Department of Clinical Immunology, Third Affiliated Hospital at the Sun Yat-sen University, Guangzhou, China; Division of Rheumatology, Department of Medicine, Penn State College of Medicine, Hershey, PA, USA.
Division of Rheumatology, Department of Medicine, Penn State College of Medicine, Hershey, PA, USA.
Cell Rep. 2019 Feb 12;26(7):1869-1879.e3. doi: 10.1016/j.celrep.2019.01.066.

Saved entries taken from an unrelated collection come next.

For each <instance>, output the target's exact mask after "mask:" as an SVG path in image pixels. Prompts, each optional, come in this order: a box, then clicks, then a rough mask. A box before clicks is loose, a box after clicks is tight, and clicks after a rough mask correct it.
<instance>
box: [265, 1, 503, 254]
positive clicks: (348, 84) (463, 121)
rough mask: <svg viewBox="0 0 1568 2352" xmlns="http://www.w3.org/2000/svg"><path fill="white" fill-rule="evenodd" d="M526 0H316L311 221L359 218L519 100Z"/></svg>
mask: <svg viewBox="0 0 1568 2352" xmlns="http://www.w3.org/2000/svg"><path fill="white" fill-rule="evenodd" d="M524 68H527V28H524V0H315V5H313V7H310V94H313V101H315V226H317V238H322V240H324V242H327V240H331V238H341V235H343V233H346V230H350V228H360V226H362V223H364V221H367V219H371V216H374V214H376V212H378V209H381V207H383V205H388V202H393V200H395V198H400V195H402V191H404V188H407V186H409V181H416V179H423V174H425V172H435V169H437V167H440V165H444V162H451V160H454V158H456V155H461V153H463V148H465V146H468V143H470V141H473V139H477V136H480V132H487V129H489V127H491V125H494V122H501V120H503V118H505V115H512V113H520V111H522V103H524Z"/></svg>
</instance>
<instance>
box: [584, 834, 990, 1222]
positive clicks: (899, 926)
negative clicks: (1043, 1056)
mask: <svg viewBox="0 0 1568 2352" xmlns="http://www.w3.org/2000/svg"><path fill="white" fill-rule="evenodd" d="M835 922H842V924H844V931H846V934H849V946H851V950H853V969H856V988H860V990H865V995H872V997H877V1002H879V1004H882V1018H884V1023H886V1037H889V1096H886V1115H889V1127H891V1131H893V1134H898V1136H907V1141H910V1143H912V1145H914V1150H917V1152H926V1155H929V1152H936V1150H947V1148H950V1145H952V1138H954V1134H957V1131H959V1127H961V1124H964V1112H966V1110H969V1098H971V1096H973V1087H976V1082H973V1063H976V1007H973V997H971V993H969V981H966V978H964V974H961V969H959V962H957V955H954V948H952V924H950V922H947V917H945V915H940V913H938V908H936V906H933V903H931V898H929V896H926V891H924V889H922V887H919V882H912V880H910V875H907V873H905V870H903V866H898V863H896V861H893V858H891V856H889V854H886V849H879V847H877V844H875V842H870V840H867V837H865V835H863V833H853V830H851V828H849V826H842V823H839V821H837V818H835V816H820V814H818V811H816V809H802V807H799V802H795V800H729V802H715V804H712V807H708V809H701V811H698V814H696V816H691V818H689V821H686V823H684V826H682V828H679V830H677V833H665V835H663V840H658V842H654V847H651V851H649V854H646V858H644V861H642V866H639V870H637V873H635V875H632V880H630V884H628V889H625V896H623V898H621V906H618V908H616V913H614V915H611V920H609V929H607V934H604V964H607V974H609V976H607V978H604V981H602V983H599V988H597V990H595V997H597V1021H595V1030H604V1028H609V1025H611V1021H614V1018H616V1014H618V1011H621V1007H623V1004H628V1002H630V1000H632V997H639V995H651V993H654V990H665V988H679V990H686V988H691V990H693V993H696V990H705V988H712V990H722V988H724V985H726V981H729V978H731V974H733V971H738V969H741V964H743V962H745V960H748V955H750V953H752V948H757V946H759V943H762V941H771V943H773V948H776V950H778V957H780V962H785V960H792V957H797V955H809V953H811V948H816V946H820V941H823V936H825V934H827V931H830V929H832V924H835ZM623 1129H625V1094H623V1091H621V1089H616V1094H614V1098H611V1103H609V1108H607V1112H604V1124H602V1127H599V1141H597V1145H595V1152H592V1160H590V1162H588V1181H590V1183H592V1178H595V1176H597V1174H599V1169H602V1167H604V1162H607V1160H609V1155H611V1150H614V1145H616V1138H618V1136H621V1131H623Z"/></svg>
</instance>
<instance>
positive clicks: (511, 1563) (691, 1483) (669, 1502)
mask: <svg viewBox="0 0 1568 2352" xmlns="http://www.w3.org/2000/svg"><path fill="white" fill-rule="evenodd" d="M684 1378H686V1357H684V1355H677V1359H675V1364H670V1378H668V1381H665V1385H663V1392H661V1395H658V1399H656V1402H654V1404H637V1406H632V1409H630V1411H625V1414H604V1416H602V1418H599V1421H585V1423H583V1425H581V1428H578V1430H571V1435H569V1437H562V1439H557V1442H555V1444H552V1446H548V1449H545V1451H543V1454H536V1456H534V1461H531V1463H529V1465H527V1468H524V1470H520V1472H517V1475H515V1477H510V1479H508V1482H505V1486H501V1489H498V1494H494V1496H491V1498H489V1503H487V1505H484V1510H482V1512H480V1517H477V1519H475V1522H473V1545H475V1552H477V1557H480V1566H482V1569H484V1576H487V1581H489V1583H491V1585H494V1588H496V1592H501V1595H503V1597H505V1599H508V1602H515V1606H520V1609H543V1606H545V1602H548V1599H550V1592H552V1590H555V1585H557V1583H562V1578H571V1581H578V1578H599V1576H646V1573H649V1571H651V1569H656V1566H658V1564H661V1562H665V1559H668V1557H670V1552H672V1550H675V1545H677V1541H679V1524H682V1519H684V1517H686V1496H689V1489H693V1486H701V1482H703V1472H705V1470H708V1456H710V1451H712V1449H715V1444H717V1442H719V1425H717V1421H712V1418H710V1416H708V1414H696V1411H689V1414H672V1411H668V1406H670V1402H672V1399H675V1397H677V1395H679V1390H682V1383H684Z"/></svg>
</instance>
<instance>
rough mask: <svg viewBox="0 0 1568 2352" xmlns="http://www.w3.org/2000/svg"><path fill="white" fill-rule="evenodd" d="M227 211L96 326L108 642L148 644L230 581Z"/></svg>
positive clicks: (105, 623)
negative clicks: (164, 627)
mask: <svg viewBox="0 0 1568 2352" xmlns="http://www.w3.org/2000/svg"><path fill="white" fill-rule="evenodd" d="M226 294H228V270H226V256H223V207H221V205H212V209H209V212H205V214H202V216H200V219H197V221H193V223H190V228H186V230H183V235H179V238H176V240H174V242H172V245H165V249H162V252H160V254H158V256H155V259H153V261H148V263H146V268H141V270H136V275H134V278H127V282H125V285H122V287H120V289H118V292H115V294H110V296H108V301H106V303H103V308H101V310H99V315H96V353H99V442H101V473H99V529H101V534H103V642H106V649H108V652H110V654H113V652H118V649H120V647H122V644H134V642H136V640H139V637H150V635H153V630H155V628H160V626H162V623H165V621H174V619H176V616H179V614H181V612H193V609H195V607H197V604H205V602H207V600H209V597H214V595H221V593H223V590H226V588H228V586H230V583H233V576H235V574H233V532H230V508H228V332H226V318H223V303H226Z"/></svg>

High-salt diets inhibit the suppressive function of thymus-derived natural regulatory T cells (tTreg). Transforming growth factor β (TGF-β)-induced ex vivo regulatory T cells (iTreg) comprise another Treg subset that exhibits similarities and differences with tTreg. Here, we demonstrate that iTregs are completely stable and fully functional under high salt conditions. High salt does not influence the development, differentiation, and functional activities of iTreg but affects Foxp3 stability and function of tTreg in vitro and in vivo. In addition, high salt does not significantly change the transcription profiles of the iTreg signature or pro-inflammatory genes. Therefore, we conclude that iTreg, unlike tTreg, are stable and functional in the presence of high salt. Our findings provide additional evidence that iTreg may have different biological features from tTreg and suggest a greater potential for clinical utility in patients with autoimmune diseases, in which the complicated role of environmental factors, including diet, must be considered.
高盐饮食抑制胸腺来源的天然调节性 T 细胞(tTreg)的抑制功能。转化生长因子β(TGF-β)诱导的体外调节性 T 细胞(iTreg)构成了另一个 Treg 亚群,其与 tTreg 具有相似性和差异性。在这里,我们证明 iTreg 在高盐条件下完全稳定且功能完全。高盐不会影响 iTreg 的发育、分化和功能活性,但会影响 tTreg 在体外和体内的 Foxp3 稳定性和功能。此外,高盐不会显著改变 iTreg 特征或促炎基因的转录谱。因此,我们得出结论,与 tTreg 不同,iTreg 在高盐存在下稳定且功能正常。我们的研究结果提供了额外的证据表明,iTreg 可能具有不同于 tTreg 的生物学特征,并提示其在自身免疫性疾病患者中的临床应用潜力更大,在这些患者中,必须考虑包括饮食在内的复杂环境因素的作用。